Falta un mes para que se cumpla un año y ni Merkel ni Rajoy, personalmente, han confirmado ni desmentido la llamada que, según se publicó en Alemania, ella le hizo a él a primera hora de la tarde del 1 de octubre de 2017 para que parara la violencia policial contra votantes que estaba viendo por TV. Solo disponemos de la prueba en contrario, pues por la tarde bajó mucho la tensión y terminaron votando más de dos millones de personas en miles de urnas de las que miles de policías españoles no habían conseguido encontrar ni siquiera una, antes de que las primeras papeletas las llenaran de democracia. Porque votar es democracia cuando se hace libremente, y más si se vota contra la amenaza del más fuerte.

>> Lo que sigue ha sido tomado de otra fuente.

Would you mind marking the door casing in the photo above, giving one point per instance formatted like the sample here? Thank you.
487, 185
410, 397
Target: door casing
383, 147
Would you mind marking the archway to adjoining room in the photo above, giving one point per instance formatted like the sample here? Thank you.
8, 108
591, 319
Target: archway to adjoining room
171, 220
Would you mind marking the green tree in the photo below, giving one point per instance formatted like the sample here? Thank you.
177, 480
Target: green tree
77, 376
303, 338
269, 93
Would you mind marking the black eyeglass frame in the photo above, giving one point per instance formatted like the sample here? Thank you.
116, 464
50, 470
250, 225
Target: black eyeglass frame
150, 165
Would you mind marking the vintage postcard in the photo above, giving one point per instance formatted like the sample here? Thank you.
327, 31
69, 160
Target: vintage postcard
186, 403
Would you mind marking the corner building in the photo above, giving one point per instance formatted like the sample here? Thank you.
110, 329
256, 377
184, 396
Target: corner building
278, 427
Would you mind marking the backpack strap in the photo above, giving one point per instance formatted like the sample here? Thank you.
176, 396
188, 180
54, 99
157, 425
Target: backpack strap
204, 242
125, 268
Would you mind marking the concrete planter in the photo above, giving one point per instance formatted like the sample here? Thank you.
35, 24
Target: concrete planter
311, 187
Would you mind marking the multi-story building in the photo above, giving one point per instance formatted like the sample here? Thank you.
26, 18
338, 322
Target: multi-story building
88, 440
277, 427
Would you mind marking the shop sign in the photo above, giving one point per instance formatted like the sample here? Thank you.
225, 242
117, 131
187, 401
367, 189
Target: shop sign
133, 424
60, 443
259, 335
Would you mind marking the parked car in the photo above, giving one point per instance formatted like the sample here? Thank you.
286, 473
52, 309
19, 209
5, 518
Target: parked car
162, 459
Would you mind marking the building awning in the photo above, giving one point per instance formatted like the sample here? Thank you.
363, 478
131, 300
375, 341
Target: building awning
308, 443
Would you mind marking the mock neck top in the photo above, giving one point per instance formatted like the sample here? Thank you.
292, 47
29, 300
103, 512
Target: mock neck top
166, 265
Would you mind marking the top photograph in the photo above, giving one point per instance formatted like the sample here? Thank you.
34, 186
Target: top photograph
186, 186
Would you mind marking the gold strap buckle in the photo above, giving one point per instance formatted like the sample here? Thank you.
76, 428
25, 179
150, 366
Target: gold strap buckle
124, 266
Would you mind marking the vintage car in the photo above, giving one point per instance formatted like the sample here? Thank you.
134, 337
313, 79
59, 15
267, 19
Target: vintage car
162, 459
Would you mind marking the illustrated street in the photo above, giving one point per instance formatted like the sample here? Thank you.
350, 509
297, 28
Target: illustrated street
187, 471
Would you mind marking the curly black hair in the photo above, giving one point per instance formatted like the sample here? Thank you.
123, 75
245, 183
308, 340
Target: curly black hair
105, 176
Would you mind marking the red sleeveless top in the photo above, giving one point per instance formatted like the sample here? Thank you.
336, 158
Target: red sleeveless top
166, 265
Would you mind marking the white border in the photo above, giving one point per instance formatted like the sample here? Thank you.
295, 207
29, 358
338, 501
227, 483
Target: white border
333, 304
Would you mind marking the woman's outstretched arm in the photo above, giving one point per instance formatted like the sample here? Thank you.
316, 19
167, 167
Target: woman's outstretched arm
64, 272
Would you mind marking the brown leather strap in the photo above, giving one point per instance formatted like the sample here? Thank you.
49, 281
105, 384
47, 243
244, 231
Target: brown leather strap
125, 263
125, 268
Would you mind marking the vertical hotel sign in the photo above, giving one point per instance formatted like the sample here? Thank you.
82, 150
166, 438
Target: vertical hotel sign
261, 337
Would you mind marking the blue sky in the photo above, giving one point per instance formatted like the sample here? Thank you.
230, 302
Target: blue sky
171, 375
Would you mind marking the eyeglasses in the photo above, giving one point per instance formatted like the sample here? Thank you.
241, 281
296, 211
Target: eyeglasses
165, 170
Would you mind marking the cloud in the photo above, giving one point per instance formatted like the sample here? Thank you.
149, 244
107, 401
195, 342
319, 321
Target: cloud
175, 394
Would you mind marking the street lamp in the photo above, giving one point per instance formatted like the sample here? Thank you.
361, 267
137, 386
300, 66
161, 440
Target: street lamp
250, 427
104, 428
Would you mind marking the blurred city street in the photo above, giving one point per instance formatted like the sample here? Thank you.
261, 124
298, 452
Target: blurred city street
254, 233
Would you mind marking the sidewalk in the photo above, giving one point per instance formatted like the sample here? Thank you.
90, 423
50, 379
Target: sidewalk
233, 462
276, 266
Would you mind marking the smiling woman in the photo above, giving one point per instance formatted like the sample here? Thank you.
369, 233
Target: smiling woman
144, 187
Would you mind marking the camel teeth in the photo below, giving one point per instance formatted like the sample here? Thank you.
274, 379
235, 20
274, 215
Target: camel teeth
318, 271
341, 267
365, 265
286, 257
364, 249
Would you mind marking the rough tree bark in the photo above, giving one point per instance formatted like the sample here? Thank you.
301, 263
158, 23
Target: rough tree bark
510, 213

Aunque solo lo fuera como una movilización pacífica, imprescindible para satisfacer la rebeldía colectiva acumulada durante años de respuestas negativas.

 

Anda Sánchez entusiasmado ahora con los países hispanos que sí se atreven a juzgar a sus dictadores y a devolver a sus legítimos lo que aquellos émulos de Franco les robaron bajo amenaza. Tan animado está que propone montar en España una Comisión de la Verdad sobre nuestro pasado, lo que sería creíble si con la otra mano no estuviera retrasando hasta 2030 hacer público lo que sigue oculto del 23F y la dictadura, cosa que obliga a los historiadores españoles a salir al extranjero para investigar sobre España.

Este otoño no habrá en Catalunya ni urnas ni más policías de los normales, pero quizás se cierne un peligro mayor y de consecuencias imprevisibles. Pero si Sánchez se atreviera a publicar lo que hizo Rajoy durante cada uno de los 1440 minutos de aquel 1 de octubre, cosa que debería saber, o exigírselo al ex, dejaría tan parados a Casado y a Rivera que ni PP ni Cs seguirían anunciando cada día una especie de guerra civil de baja intensidad en Catalunya que, de tanto insistir, también cultivan, y Merkel no tendría ni la tentación de llamarle por teléfono para que acabara con ningún espectáculo. 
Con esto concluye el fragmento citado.